The substance dualism of Richard Swinburne: current state and criticism
DOI:
https://doi.org/10.21146/2072-0726-2020-13-3-175-188Keywords:
analytic philosophy, philosophy of mind, Richard Swinburne, substance dualism, the mind-body problemAbstract
This article is one of the first articles in Russian discussing Richard Swinburne’s recent views on the mind-body problem. Richard Swinburne is a contemporary British theologian and analytic philosopher specializing in the philosophy of religion and philosophy of science. In the philosophy of mind, Swinburne defends a quite unpopular position – the substance dualism. This position is based on the cartesian dualism and some old scholastic conceptions. Swinburne tries to advocate all versions of the mind-body dualism: he moves from the predicate dualism to the property dualism and then from the property dualism to the substance dualism. As Descartes, Swinburne sees the mental and the physical as two separate domains. In particular, he denies the supervenience thesis which is shared now by most analytic philosophers of mind and appeals to a causal interactionism between mental and physical events. Moreover, Swinburne uses the concept of substance. He defines the substance as something that is not reduced to a collection of properties instantiated in it. With regard to the problem of the nature of a human being, Swinburne shares the compound dualism, according to which the nature of a human being consists of two parts: the essential (mental substance) and the non-essential (physical substance).
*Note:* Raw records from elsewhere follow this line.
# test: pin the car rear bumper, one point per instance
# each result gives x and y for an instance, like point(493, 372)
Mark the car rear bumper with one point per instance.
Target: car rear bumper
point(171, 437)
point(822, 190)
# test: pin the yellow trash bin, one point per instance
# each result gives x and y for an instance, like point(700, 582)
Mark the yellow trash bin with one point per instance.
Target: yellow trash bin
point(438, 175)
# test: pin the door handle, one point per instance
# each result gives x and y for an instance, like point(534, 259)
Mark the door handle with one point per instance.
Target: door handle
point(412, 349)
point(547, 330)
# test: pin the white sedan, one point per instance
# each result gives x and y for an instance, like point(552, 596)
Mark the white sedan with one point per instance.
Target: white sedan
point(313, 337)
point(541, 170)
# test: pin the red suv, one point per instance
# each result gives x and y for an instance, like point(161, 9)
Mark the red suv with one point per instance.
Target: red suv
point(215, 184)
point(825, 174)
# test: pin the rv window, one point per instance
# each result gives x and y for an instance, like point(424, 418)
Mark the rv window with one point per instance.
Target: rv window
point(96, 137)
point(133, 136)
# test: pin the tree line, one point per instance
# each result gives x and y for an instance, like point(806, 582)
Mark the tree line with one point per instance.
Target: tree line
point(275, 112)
Based on his substance dualism and the modal argument of Descartes, Swinburne claims that the existence of the consciousness does not depend on the existence of the physical body. The author gives some objections against Swinburne’s substance dualism. Some of these objections are based on the arguments of other famous analytic philosophers. The conclusion states that we cannot take Swinburne’s substance dualism as a correct mind-body theory. The author argues that this philosophical conception introduces many unjustified hypotheses and it actually does not do its explainatory job.